I will say planning vacations has not been as joyful and fun for me the last few years as it used to be. It just feels stressful. So one idea. Tell Jose to plan your summer trip and surprise you. But resist any urge to micromanage, be ok with turning up to the vacation and playing it by ear off his plans. The only input you need is which days to take off of work and what type of clothes to pack for you and the kids. I say this having never given up that kind of control over a vacation myself. But it sounds kind of nice.
San says
In case it makes you feel better: I think I can relate to the dichotomy that you describe about being “good” busy and feeling stressed out (and I for sure have a lot less going on in my life than you do). I was wondering if it might be Covid related, as we were forced to “slow down” and now feel overwhelmed by things picking up again?

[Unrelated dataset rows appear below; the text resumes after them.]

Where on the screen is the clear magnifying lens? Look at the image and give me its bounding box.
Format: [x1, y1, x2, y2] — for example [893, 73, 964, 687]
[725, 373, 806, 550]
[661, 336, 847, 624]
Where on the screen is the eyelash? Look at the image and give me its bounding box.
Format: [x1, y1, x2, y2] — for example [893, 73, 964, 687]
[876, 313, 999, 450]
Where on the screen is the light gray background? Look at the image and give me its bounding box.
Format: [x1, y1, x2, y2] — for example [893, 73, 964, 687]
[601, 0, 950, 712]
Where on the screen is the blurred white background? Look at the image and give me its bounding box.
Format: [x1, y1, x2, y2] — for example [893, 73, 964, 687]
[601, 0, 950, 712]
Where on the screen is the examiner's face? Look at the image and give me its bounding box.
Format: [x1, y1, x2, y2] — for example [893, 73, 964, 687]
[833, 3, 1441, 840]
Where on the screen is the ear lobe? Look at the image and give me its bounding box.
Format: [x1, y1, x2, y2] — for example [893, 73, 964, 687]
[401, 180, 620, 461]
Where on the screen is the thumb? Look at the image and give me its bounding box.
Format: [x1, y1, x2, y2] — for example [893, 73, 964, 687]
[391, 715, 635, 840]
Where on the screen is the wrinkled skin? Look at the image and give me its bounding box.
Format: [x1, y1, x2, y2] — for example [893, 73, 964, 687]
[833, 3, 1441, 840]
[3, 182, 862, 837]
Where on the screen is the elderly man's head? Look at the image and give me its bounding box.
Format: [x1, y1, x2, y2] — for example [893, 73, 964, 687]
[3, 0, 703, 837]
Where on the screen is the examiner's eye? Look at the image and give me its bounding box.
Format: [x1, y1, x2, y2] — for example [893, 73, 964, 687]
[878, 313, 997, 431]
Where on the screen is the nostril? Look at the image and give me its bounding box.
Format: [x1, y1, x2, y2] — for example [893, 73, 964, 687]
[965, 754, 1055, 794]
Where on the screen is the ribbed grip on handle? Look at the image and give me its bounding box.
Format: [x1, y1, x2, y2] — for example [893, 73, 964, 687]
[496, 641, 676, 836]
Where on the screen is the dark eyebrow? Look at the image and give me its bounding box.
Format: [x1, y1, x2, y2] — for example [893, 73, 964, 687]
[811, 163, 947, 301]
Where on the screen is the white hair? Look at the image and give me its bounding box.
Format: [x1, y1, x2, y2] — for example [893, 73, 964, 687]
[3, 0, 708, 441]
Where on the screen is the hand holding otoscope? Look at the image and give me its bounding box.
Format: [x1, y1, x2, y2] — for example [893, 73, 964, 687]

Anyway, I hope you had a lot of type I fun and enjoyed hosting Thanksgiving at your house!
Mary says
You are amazing, talented, kind and loving. First thing to remember, is Be Kind to Yourself. Second thing, make an appointment for a physical. Complete physical. Thyroid, hormones, vitamin levels, etc. Been there. Done that. When one thing is out of whack, everything seems to be “not quite right.”
Katie says
It’s okay to have ups and down times. It can’t always be perfect and I just try to take it day by day when I am having down times. This summer and fall was really hard for me for similarly inexplicable reasons. My best explanation is that we are fully coming out of the pandemic when there was just less going on, less to do, less expectation to do everything and be everywhere and without the grace that people were extending each other early on in the pandemic. I hear so many people feeling the same way. We are all burned out and still not past the stresses of the past few years. Hang in there and I love you sis!
ilana says
I really appreciate you sharing your experience! From the outside, you seem like a superhero — amazing creativity, interesting and serious job, dedicated parent and partner. I work hard to do any bit of one of those things! So, as many have already said, be kind to yourself, and do what feels right to you, and it’s ok if you choose to or feel you have to let some things be unfinished or not even started. Thanks for being open!